Proteoform-level characterization can also be used be used in clinical practice. For example, one of the most well-known (and commonly measured) proteoforms is hemoglobin A1C (HgbA1c), a proteoform of hemoglobin characterized by the relative amount (expressed as a percentage) of the hemoglobin protein beta chain that has undergone glycation (non-enzymatic addition of glucose)20. The relative abundance of this proteoform is an accurate and precise marker of longitudinal serum glucose levels and it provides clear evidence of a direct interaction between the metabolome and the proteome, given the concentration-dependent nature of glycation in this instance21. In contrast, measurement of total hemoglobin concentration alone (without proteoform-level resolution) provides information about the oxygen carrying capacity of blood, but no information about mean glucose serum level nor its interaction with serum proteins. This example suggests that proteoform level characterization of the proteome may provide novel biological insights and new clinical diagnostics and/or prognostic markers.

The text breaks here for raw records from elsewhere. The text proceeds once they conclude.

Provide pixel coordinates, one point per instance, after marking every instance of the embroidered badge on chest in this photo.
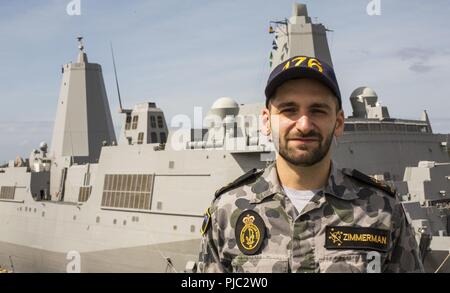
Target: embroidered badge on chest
(342, 237)
(250, 232)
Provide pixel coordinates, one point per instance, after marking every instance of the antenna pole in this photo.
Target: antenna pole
(117, 81)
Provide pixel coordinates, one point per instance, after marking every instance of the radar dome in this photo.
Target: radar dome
(223, 107)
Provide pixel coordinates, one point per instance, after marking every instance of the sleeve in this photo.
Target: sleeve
(405, 257)
(209, 259)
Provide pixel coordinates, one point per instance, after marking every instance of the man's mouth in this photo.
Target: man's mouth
(304, 139)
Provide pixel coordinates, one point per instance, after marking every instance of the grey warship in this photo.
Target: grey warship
(92, 202)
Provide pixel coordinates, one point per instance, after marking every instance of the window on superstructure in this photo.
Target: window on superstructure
(128, 191)
(375, 127)
(128, 122)
(162, 137)
(349, 127)
(140, 137)
(153, 137)
(152, 121)
(160, 122)
(411, 128)
(135, 121)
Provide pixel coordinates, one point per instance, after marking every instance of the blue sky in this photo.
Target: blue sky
(186, 53)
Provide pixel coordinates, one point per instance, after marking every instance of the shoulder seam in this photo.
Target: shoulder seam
(361, 177)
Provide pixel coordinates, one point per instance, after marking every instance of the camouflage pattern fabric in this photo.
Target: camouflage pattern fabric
(309, 241)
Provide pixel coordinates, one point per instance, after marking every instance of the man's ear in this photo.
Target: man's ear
(339, 131)
(265, 127)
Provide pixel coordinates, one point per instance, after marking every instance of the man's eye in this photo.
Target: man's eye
(318, 111)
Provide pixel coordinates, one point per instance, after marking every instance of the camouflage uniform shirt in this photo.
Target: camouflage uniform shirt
(351, 225)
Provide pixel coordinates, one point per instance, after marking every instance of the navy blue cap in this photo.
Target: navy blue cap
(302, 67)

Techniques Use to Characterize and Quantify Apolipoprotein Proteoforms

Commercially available affinity-based proteomic technologies (e.g., aptamers and proximity extension assays) do not allow for proteoform-level characterization. Similarly, traditional bottom-up proteomic approaches (protein digest followed by mass spectrometric analysis) are excellent at profiling the spectrum of proteins present in a sample and to some extent they can identify post-translational modification on peptide fragments, but they cannot provide proteoform-level resolution22. However, top-down proteomic techniques allow for the full characterization and quantification of proteoforms. In contrast to bottom-up techniques, top-down initially keeps proteins intact, fragments them in the gas phase, and utilizes tandem mass spectroscopy that allows for precise measurement of protein mass-shifts, which equal the mass of all chemical groups added to the amino acid backbone23. These diverse mass-shifted protein variants are then isolated and fragmented, which produces protein fragments that have individual masses and mass-shifts. The mass shifts of different protein fragments allow for the determination of the location of different PTMs. Then, through bioinformatic interrogation of these spectra the full secondary structure and quantities of all proteoforms present in the sample can be resolved24, 25.

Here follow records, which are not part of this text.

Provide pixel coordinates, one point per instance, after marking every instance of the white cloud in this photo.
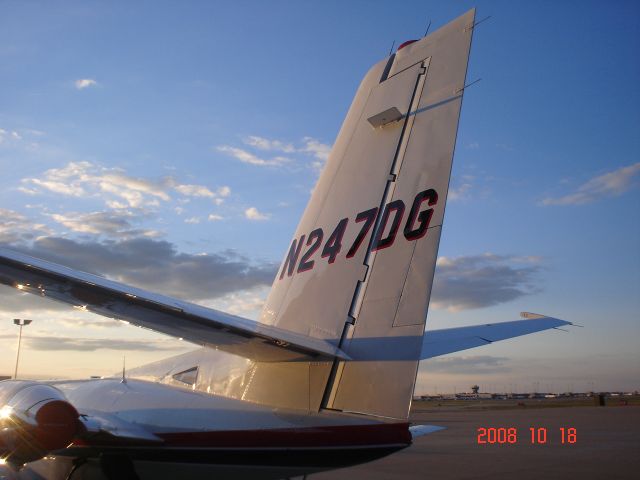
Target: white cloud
(610, 184)
(85, 83)
(267, 144)
(224, 191)
(252, 213)
(15, 227)
(194, 191)
(247, 157)
(115, 224)
(83, 179)
(477, 281)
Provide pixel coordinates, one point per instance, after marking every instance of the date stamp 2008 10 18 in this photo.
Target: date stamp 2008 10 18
(535, 435)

Although top-down approaches provide greatly enhanced insight into protein structural variation compared to bottom up for affinity-based platforms, this improved resolution using current, though rapidly evolving, technology comes at the expense of limited breadth of protein assessment and throughput. However, when specific protein targets that serve as either a marker or mediator of phenotypes of interest are known, as is the case for apolipoproteins, top-down approaches can provide novel insights into protein structure and biology.

Due to the central roles of apolipoproteins A1 and A2 in HDL metabolism, their well-known associations with ASCVD risk, as well as their high abundance in human serum we have focused on characterizing their proteoforms and quantifying their associations with cholesterol fractions, HDL function, markers of insulin resistance, and other cardiovascular health traits.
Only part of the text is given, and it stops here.